The government will allow cultural performances without an audience. It will also be possible for children to sing in youth choirs again. Keystone / Alexandra Wey

The Swiss authorities have agreed on the staggered easing of restrictions announced earlier this month. Shops, zoos and outdoor recreational facilities will reopen, but restaurants will remain closed until at least March 22. Further discussions on the plan will take place on March 12.

This content was published on February 24, 2021 - 15:24
swissinfo.ch/jpd, ug

Following consultations with the 26 cantons,  the government largely confirmed plans announced on February 17 to ease the partial lockdown that has been in place since January 18. Indoor and outdoor dining has not been permitted since mid-December.

As planned, stores, museums, libraries, and zoos will be able to reopen on March 1. Outdoor gatherings of 15 people will also be allowed – an increase from the current 5-person limit.

Kai Reusser / swissinfo.ch

Recreational facilities that take place outdoors such as tennis and ice skating will be allowed as long as they comply with hygiene restrictions. The government is also allowing youth up to the age of 20 to participate in cultural and sporting activities. Sports competitions and concerts will be permitted for youth but without spectators or an audience.

"We are taking a considerable - but calculated risk," Interior Minister Alain Berset told a news conference on Wednesday.

However, the government rejected calls by the restaurant sector and right-wing political parties for a speedy reopening of  bars and restaurants. 

More space

Economics Minister Guy Parmelin reiterated that the “cautious and gradual easing of restrictions” is intended to give more space to economic and social life, despite the fact that the “epidemiological situation remains precarious due to the new, more contagious variants of the virus”. 

The government has been under pressure to allow restaurants to reopen before the originally proposed date of April 1.

In an apparent compromise, this date has been moved up to March 22 assuming the epidemiological situation permits.

But the government didn't allow outdoor dining as some cantons had requested. The situation will be assessed again ten days before this and further decisions will be made on March 19. It will also include discussions on any easing to the mandatory teleworking and other restrictions in place.
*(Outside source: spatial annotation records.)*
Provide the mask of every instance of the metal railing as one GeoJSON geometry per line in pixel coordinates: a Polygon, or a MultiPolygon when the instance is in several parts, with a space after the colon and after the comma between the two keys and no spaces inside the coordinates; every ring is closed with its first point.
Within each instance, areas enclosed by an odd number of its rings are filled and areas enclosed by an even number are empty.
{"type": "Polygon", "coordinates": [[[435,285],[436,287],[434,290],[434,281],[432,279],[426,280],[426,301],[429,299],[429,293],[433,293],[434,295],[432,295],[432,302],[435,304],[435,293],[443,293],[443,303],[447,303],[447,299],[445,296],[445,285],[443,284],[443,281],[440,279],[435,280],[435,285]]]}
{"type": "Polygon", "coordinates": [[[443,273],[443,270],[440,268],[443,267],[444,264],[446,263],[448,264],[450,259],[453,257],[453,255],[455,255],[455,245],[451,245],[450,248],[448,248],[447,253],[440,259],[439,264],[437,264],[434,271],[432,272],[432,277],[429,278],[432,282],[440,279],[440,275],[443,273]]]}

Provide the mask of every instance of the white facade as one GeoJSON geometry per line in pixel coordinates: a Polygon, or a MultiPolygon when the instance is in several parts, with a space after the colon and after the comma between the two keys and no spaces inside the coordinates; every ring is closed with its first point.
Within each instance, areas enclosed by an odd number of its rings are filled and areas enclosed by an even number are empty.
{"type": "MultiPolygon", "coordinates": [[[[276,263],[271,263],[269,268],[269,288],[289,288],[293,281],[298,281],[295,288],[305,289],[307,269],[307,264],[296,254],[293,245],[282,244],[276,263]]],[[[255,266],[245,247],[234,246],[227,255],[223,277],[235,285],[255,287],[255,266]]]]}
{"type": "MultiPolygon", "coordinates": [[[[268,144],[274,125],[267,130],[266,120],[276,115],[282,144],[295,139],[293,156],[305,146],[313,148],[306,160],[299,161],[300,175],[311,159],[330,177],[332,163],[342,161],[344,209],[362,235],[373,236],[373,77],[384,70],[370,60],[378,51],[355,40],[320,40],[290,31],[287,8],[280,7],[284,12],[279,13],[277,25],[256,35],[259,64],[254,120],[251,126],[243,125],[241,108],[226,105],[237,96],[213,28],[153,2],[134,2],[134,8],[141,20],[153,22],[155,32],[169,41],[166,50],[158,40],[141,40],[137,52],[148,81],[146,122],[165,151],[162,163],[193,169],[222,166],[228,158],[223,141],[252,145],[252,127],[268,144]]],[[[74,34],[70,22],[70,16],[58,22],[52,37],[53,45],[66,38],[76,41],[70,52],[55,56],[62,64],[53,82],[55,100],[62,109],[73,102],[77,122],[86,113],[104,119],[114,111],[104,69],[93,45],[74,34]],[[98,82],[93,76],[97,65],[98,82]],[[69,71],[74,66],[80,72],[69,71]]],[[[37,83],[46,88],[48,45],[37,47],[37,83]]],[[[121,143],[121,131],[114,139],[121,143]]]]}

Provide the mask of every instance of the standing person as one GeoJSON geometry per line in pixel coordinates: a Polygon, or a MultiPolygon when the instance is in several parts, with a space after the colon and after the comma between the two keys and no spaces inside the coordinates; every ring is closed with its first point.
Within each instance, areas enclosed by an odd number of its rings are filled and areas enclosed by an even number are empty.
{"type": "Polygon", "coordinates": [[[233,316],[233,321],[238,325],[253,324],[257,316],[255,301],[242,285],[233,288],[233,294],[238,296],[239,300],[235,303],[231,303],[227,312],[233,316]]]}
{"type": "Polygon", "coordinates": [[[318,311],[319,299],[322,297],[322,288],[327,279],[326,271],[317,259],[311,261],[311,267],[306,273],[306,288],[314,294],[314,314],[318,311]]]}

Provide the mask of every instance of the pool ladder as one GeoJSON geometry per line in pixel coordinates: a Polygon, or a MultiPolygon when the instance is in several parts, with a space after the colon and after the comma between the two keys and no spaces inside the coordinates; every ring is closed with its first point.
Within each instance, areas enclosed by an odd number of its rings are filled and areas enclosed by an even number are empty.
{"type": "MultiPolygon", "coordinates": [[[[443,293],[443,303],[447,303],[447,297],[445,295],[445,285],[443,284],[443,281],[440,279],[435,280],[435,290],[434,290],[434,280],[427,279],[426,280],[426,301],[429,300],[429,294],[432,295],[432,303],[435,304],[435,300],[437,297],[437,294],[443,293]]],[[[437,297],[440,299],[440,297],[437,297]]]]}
"We understand very well that not everyone is satisfied with the gradual opening," said Parmelin, who holds the rotating Swiss presidency this year. He said that the coronavirus cases are rising and "we can't ignore the situation".

Berset added that when the situation permits, we can open faster. "The difficulty from the beginning is that we don’t know how the situation is going to develop." He recalled the situation last autumn, warning that "we don't want to lose control of the situation".

Switzerland recorded 1,343 new coronavirus infections, 16 deaths and 43 hospitalisations on Wednesday. The total number of people who have died of Covid-19 reached 9,256 since the first case reported in February 2020. Over 23,300 people have been hospitalised over the year.

The Federal Office of Public Health has set targets for additional opening including a positivity rate below 5%, fewer than 250 beds in intensive care units occupied by Covid-19 patients, and an average reproduction rate below 1 for the previous week.